Absicherung im städtischen Bürgerbüro

IT-Sicherheit optimieren

| Autor / Redakteur: Elmar Albinger* / Susanne Ehneß

Es wird immer anspruchsvoller, einen funktionierenden IT-Support für unterschiedlichste Hardware und Software zu organisieren
Es wird immer anspruchsvoller, einen funktionierenden IT-Support für unterschiedlichste Hardware und Software zu organisieren (Bomgar)

Die Ansprüche an digitale Behördenplattformen wachsen. Gleichzeitig muss die IT sicher und stabil laufen.

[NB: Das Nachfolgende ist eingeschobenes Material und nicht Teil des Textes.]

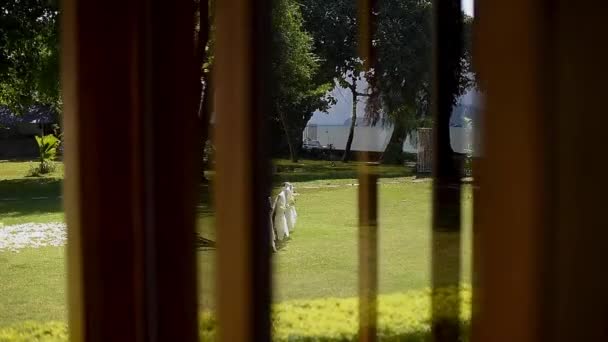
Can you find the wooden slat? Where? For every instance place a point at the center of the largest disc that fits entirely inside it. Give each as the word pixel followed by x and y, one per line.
pixel 446 221
pixel 128 109
pixel 242 170
pixel 368 252
pixel 367 194
pixel 514 222
pixel 581 121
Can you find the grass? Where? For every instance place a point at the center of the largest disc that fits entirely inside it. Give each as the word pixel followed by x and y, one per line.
pixel 319 261
pixel 29 199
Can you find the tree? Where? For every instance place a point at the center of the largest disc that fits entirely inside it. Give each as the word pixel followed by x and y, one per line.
pixel 333 25
pixel 29 63
pixel 400 76
pixel 297 89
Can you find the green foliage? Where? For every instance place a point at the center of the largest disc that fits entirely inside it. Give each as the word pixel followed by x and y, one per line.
pixel 33 331
pixel 47 149
pixel 29 62
pixel 297 88
pixel 401 317
pixel 47 146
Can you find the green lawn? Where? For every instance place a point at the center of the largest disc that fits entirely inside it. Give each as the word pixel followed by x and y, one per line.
pixel 319 261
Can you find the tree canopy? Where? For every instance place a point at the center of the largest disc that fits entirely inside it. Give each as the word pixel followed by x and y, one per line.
pixel 29 63
pixel 298 86
pixel 400 77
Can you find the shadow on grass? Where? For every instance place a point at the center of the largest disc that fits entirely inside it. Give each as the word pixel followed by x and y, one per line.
pixel 309 170
pixel 30 196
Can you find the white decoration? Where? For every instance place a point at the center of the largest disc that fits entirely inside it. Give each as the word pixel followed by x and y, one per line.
pixel 290 212
pixel 279 220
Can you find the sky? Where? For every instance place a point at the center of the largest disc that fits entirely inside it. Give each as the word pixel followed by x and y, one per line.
pixel 340 112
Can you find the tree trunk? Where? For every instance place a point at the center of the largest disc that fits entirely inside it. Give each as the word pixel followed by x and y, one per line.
pixel 351 132
pixel 201 40
pixel 393 154
pixel 292 150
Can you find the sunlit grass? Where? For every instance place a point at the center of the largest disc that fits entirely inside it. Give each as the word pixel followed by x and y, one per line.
pixel 319 261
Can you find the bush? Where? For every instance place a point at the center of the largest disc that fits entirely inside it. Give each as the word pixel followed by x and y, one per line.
pixel 401 317
pixel 47 150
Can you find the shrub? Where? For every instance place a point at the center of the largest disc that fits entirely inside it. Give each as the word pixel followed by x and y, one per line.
pixel 47 150
pixel 401 317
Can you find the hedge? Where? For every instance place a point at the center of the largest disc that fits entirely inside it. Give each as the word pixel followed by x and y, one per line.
pixel 401 317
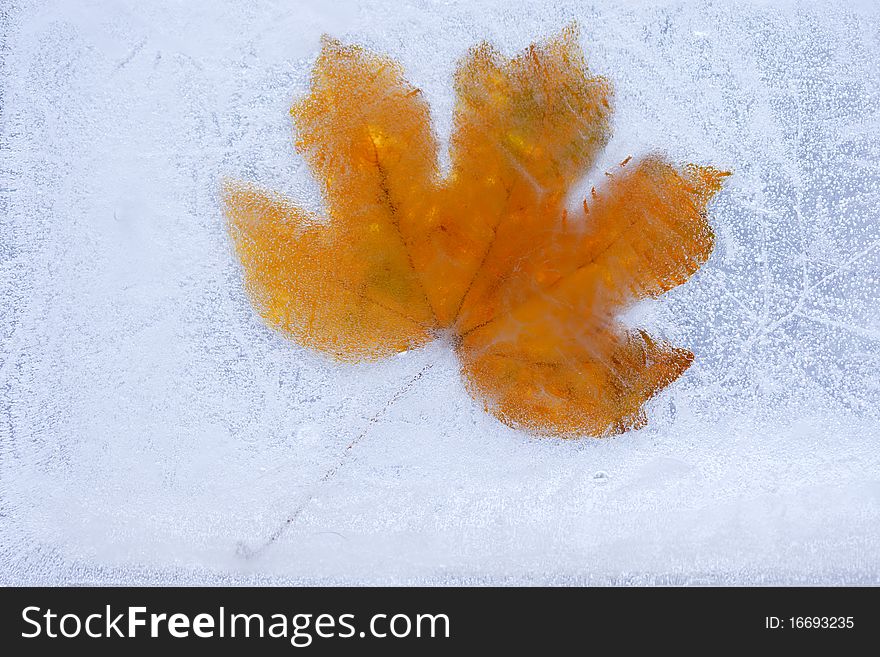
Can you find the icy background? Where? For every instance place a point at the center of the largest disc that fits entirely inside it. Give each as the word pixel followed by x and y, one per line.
pixel 152 430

IT-Beauftragte auf Behördenseite müssen Anforderungen an Skalierbarkeit, Produktivität und Sicherheit mit Zielvorgaben wie Flexibilität, Schnelligkeit und nicht zuletzt Kostenersparnis in Einklang bringen. Der Aufgabenkatalog wächst kontinuierlich, und praxisgeschulte Fachleute sind eine knappe Ressource, aber von IT-Abteilungen wird gewünscht, „mit weniger mehr zu erreichen“.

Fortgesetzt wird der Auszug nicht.